Below is a list of some of the different composting equipment. Look over each one and the benefits that they provide and decide which one is best for you. This may be the best price, or one that will fit in the space you have available.
Best Compost equipment:
–compost machine– This is a great option for people who don’t have yards. It is a compost machine that can sit on your counter top.
–compost pile– this is for when you just want to pile up your compost.
–pan granulators– use this to sift your compost. This helps to get rid of any large materials that you don’t want in your garden
–traditional compost bin– this is a bin you can have in your kitchen to collect the daily kitchen scraps then take them out to your compost pile at the end of the day or week.
-recycler compost bins– Another option for collecting your kitchen scraps.
How to use your compost
Compost is essentially a high quality organic fertilizer. The organic matter that you have created from composting is one of the best things you can add to your garden. So, how do you use your high-quality compost? It is best used in the spring or in the fall.
Cover your garden with several inches of compost along the top. You can also add compost locally around each plant. This will help the soil to retain moisture while feeding the plant essential nutrients. You can and should add compost around any trees each spring as well. The end product will be lush and happy plants!
What NOT to compost
This is important because putting the wrong thing in your compost can be harmful to you or your garden. Below is a list of things that you should avoid putting in your compost equipment.
- Meat and Fish Scraps.
- Dairy, Fats, and Oils.
- Plants or Wood Treated with Pesticides or Preservatives. Nobody wants these in their garden!

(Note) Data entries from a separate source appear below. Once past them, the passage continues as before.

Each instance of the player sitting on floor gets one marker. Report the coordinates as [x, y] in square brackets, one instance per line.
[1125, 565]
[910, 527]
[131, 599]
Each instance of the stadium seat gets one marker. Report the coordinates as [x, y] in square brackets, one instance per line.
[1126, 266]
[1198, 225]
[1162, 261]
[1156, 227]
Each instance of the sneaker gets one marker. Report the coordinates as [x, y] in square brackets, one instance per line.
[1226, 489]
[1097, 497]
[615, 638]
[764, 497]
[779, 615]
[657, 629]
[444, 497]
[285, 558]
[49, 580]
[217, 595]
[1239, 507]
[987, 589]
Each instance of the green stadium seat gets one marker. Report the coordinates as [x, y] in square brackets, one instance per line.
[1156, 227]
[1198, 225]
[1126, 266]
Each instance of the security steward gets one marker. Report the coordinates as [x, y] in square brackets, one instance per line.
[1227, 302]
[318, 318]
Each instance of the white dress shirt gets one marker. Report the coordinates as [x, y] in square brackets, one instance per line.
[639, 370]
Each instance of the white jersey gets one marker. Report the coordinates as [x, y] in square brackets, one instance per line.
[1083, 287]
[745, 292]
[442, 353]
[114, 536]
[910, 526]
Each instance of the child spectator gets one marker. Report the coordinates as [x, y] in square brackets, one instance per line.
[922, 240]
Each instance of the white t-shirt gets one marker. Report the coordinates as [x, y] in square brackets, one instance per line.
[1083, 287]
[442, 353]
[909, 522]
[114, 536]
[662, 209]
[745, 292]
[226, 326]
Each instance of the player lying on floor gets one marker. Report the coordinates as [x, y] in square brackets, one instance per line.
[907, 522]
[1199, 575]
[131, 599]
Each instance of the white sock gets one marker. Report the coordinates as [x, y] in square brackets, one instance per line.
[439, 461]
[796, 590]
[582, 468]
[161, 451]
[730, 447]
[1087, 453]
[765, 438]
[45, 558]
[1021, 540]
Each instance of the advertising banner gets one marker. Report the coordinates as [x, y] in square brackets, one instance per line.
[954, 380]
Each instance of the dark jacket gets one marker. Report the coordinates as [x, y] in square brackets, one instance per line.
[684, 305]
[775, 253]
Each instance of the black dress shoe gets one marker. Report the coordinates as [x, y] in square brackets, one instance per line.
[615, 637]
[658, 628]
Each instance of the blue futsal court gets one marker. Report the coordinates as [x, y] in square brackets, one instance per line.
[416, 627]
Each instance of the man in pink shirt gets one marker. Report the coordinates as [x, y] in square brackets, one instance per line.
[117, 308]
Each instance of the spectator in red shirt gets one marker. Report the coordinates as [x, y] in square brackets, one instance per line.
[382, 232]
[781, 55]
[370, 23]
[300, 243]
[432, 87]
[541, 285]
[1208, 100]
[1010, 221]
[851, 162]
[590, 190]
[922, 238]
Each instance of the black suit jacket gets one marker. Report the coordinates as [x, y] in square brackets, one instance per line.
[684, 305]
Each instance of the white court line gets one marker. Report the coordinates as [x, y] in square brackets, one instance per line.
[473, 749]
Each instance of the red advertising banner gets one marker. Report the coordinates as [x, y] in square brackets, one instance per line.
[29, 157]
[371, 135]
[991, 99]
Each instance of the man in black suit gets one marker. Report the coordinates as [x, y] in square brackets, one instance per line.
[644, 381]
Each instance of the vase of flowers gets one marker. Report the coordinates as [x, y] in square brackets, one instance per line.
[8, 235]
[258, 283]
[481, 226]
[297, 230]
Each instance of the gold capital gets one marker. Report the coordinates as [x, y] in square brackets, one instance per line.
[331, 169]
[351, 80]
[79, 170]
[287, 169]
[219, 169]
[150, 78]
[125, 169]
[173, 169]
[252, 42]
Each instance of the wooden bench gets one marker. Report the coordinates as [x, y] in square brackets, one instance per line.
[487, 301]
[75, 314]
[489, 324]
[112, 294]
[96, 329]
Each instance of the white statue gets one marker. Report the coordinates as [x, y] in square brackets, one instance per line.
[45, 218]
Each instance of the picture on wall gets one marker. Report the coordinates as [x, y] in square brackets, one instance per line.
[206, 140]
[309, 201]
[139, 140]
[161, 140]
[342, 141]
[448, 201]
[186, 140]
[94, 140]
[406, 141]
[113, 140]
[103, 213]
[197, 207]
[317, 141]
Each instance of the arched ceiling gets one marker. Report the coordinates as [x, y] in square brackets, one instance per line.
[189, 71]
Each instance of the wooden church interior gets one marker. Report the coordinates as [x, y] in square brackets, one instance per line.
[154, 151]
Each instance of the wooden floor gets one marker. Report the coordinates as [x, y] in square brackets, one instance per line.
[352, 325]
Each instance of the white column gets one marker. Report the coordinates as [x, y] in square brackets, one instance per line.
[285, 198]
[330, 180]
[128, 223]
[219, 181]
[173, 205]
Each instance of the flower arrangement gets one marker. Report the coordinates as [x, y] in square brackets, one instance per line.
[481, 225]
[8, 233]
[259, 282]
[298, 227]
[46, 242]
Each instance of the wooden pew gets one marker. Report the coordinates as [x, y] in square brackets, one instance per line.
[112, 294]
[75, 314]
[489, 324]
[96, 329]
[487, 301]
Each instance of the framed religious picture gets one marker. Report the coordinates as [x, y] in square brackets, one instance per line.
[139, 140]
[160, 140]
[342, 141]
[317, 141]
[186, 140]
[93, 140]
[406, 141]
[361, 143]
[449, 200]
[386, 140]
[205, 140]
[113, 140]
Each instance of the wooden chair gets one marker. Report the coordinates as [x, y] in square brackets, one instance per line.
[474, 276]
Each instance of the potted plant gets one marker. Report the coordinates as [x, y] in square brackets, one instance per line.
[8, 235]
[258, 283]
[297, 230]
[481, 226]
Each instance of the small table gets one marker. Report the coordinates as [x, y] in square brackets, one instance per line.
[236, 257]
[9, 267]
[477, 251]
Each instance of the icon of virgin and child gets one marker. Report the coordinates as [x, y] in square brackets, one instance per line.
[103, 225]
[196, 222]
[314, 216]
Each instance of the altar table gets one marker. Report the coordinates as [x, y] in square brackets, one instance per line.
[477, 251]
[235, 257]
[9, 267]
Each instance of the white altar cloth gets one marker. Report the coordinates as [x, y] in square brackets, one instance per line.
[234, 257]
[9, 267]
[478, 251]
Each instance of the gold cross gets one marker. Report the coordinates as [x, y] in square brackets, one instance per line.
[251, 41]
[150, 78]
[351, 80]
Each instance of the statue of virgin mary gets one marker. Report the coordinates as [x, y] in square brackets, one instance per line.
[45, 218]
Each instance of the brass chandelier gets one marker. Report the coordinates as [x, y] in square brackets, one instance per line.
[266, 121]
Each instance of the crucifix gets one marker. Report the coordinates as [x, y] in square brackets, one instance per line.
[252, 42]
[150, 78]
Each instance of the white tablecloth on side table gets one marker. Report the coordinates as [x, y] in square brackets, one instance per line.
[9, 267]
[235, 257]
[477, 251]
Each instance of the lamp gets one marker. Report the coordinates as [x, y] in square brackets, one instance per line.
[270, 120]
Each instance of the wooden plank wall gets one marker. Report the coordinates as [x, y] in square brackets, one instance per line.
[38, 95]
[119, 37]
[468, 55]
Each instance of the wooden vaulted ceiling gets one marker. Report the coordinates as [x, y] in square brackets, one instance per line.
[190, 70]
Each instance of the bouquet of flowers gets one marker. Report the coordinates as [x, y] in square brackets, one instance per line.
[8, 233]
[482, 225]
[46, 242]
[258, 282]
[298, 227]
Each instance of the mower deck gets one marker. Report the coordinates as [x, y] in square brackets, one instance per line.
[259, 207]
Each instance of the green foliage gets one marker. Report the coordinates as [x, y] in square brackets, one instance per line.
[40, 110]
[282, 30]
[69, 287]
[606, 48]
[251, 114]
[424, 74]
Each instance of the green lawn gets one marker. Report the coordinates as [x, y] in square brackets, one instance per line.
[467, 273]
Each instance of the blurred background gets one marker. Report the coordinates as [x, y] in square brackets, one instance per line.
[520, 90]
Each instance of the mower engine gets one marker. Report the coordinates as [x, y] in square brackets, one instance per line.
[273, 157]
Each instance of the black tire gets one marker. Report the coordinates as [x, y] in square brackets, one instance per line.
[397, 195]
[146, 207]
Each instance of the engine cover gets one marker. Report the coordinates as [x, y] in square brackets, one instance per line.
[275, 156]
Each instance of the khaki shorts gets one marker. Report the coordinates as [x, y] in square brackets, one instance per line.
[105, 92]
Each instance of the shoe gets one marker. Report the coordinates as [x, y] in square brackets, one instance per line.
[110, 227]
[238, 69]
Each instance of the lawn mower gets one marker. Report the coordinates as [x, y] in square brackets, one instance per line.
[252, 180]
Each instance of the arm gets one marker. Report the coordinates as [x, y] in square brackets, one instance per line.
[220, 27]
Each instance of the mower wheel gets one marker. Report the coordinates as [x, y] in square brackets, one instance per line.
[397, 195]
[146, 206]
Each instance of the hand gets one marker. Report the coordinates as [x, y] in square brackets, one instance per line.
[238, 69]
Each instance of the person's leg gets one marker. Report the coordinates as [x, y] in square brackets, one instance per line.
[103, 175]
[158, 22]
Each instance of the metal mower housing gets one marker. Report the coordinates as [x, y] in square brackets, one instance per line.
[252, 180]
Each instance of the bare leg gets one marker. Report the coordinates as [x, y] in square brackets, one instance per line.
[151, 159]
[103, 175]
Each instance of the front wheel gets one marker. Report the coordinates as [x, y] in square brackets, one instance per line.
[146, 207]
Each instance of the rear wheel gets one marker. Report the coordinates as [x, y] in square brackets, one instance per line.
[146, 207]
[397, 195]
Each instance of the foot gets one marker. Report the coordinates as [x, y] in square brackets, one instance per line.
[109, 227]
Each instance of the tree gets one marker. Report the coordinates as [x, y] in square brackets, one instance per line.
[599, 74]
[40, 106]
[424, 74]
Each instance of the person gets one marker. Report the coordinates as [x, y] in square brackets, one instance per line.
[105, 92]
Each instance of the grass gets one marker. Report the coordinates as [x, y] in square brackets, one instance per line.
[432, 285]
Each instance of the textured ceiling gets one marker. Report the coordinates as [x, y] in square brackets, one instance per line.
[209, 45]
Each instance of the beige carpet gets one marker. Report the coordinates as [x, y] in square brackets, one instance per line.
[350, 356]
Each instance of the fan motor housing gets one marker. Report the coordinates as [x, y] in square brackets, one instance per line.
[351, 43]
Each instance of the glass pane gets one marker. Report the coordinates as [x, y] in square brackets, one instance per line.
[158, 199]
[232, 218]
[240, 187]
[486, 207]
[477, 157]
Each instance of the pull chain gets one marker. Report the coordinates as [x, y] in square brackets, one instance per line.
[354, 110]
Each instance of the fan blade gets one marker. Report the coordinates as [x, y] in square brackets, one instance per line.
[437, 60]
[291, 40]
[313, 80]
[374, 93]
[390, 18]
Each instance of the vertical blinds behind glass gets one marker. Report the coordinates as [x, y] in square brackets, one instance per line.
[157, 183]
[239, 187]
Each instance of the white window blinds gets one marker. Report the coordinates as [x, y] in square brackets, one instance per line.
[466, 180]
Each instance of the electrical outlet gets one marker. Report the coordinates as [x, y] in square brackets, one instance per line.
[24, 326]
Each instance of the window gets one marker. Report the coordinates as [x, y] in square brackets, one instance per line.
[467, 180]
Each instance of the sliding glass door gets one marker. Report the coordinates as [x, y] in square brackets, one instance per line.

- Black Walnut Tree Debris.
- Diseased or Insect-Infested Plants. Plants that are carrying disease or insects can be transferred through compost.
- Weeds that Have Gone to Seed. You don’t want to spread weed seeds all over your garden. This would create a weeding nightmare.
- Charcoal Ash.
- Dog or Cat Waste.
All in all creating your own compost is an affordable way to bring more essential nutrients to your vegetable or flower garden. Save yourself money and start your own compost pile today. Such a benefit for your garden and for the earth as well. Lower the amount of waste that comes from your home!